Noury mi spiega che questa storia dei rom relegati nelle baracche ai margini è una prerogativa del nostro Paese. “L’Italia in Europa da questo punto di vista è il ‘paese dei campi’. Questo perché da noi, salvo rare eccezioni, non esiste un’alternativa. Nell’Europa orientale non è difficile trovare rom che stanno in delle case. Magari in quartieri monoetnici e poveri, ma non in delle baracche.
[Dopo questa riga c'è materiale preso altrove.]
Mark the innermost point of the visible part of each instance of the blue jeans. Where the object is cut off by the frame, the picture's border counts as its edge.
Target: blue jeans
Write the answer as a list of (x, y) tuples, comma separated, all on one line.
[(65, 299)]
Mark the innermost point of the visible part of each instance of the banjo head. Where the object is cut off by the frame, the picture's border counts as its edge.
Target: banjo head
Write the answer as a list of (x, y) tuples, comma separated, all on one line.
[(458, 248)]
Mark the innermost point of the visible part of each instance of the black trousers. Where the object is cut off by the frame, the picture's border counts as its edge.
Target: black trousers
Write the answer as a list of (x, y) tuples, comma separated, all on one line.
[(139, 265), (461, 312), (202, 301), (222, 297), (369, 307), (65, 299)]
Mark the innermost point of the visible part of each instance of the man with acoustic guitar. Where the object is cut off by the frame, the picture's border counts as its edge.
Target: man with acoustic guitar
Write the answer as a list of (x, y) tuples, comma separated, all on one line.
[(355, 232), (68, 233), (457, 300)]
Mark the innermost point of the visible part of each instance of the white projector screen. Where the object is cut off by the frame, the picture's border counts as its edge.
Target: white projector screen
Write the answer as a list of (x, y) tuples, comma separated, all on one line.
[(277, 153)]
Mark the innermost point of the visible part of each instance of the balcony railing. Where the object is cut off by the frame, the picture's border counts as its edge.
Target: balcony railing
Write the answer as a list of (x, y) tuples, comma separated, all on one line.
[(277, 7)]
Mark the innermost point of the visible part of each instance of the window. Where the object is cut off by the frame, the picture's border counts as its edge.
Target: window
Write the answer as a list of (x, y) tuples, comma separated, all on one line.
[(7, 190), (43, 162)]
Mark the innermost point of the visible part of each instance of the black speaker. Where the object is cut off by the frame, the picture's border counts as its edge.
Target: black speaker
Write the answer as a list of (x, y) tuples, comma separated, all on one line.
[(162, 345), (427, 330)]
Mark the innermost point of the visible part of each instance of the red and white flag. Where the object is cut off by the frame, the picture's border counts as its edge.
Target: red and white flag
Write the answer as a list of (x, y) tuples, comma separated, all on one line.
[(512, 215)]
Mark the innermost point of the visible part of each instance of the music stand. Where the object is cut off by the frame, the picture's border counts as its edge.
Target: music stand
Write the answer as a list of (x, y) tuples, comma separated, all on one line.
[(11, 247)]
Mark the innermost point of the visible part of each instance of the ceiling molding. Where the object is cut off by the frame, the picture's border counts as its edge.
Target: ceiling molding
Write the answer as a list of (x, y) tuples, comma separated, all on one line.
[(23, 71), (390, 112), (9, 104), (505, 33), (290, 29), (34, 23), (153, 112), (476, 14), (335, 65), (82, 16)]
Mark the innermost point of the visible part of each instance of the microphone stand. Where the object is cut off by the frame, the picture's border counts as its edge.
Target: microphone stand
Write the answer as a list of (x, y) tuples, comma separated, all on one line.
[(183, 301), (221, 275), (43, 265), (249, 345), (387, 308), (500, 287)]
C’è però da dire che lo stigma verso il popolo rom è comune in tutta Europa.”
Non solo, però, siamo il ‘paese dei campi’, ma anche quello degli sgomberi, fatti per lo più ‘per la sicurezza comune’. Un paradigma largamente utilizzato in Italia sia a destra che a sinistra. “Questo perché la politica ha ufficializzato questo luogo comune: meno rom, più sicurezza”, mi spiega Noury. “Ed è un pensiero radicato da entrambe le parti […] E questa trasversalità politica dell’intolleranza trova riscontri in altri paesi europei: in Francia c’è stato un ministro dell’Interno socialista che sull’espulsione dei rom ha basato tutta la campagna elettorale. Sto parlando di Valls, che oggi è primo ministro.”
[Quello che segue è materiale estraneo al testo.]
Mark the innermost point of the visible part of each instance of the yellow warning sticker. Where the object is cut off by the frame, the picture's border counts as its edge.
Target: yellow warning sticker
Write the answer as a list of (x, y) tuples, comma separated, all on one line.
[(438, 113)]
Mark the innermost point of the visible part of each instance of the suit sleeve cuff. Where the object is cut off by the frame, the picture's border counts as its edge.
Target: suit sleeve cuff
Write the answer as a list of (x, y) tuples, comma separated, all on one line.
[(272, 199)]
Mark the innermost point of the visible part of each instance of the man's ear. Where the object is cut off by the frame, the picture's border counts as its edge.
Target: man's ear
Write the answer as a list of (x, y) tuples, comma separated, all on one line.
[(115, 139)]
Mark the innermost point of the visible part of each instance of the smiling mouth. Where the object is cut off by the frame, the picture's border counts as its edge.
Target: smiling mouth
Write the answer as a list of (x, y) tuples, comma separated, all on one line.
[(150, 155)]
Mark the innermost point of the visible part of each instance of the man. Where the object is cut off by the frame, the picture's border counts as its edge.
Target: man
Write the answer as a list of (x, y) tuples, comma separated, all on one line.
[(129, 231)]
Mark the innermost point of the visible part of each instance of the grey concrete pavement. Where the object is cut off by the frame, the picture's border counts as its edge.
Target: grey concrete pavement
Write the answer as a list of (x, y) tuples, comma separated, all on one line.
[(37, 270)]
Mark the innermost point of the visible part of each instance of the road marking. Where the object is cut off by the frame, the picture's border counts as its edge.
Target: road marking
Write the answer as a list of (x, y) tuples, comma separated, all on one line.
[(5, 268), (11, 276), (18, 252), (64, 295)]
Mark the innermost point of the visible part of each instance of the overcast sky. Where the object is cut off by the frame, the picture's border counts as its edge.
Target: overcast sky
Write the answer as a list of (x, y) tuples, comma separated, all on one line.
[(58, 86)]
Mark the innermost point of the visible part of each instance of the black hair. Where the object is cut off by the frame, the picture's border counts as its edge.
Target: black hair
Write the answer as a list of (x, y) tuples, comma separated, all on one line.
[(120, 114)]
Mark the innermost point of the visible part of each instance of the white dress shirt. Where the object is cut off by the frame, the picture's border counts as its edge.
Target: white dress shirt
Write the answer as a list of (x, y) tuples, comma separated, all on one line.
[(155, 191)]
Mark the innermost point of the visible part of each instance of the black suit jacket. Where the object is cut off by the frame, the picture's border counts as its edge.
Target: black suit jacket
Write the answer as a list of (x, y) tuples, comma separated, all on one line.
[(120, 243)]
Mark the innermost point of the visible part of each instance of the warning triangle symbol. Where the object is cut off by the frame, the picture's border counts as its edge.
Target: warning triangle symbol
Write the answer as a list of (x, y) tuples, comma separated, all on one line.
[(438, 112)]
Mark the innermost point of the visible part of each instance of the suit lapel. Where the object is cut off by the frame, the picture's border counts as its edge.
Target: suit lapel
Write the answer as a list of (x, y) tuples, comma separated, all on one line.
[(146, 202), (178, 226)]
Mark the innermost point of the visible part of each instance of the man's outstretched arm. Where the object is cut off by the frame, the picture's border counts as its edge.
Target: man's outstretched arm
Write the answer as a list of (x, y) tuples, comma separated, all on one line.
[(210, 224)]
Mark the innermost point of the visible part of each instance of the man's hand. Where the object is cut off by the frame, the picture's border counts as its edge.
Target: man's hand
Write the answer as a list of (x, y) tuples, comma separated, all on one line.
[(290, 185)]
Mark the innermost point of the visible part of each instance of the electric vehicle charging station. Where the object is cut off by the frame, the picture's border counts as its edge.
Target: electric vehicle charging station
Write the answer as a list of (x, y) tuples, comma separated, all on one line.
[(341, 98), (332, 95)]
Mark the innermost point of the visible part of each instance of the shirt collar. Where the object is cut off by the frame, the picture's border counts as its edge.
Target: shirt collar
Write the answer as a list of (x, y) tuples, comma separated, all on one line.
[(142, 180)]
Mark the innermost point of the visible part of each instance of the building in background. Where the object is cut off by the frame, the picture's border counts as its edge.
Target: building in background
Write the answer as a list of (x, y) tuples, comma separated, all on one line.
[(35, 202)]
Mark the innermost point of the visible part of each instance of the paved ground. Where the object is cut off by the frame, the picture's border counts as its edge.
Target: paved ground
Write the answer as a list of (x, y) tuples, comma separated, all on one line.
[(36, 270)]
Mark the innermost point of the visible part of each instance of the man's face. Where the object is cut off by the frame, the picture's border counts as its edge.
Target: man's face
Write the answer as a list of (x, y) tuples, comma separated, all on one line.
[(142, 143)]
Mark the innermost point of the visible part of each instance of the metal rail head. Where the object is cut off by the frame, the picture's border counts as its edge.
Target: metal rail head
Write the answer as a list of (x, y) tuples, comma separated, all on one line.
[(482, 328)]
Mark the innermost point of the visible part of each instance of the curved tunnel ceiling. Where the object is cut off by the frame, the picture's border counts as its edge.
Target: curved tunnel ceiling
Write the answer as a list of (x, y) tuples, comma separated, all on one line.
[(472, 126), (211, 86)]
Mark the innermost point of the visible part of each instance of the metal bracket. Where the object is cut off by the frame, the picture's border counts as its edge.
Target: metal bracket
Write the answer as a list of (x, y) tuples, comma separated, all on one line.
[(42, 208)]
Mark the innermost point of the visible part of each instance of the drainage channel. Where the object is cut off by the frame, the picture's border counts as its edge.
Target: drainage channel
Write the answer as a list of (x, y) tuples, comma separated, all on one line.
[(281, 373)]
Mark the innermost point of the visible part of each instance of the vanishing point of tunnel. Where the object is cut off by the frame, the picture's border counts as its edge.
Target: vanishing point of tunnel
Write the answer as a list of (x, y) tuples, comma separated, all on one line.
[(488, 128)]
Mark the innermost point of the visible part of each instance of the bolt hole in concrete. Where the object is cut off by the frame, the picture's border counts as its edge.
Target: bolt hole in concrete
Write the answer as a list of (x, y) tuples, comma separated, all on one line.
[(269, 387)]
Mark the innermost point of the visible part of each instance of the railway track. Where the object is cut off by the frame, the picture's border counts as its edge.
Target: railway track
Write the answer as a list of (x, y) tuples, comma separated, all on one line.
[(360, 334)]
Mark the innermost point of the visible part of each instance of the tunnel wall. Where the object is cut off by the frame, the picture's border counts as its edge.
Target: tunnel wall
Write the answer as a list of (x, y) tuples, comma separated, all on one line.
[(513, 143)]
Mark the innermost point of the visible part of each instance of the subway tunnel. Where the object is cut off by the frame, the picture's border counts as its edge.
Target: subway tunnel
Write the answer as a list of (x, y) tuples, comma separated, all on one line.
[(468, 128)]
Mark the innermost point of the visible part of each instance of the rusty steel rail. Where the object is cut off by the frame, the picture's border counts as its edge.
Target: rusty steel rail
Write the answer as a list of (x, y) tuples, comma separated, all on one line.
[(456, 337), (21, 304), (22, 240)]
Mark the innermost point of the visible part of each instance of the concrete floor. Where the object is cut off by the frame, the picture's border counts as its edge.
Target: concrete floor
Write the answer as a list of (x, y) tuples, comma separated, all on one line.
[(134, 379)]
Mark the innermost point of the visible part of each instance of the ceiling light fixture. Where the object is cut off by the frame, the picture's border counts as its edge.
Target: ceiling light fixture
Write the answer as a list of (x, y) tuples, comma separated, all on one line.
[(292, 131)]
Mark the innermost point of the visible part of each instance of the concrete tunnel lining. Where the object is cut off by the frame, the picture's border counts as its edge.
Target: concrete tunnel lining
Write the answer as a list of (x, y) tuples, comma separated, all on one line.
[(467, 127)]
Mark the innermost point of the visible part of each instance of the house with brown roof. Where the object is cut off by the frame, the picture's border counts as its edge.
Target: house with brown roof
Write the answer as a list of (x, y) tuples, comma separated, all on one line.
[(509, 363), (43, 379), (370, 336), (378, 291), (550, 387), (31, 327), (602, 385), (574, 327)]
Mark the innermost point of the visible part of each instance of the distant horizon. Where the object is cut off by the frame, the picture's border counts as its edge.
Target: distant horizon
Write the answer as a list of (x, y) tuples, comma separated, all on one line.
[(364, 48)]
Il luogo comune ‘meno rom, più sicurezza’ di cui parla Noury è stato negli anni il paravento per consentire innumerevoli sgomberi che Amnesty ha classificato come illegali: nessuna notifica preventiva, nessuna consultazione con la popolazione che vive nel campo, nessuna possibilità di fare ricorso e nessuna previsione di un alloggio alternativo. “Ecco, uno dei diritti umani che un rom vede violato più spesso è il diritto a un alloggio adeguato. Senza contare che uno sgombero porta con sé conseguenze devastanti sulle persone per quanto riguarda la salute, l’igiene, il diritto all’istruzione,” dice Noury. Diritti rivendicati ogni giorno nei confronti di tutte le categorie sociali. Dove va a finire l’indignazione appena si entra in argomento rom? Si scontra con l’unica forma di apartheid socialmente accettata in Italia. E c’è un atteggiamento che riguarda tutti, dalla politica ai media, dai giovani agli anziani, alle persone istruite o meno. E se ve lo stavate chiedendo, sì, siamo davvero così ignoranti.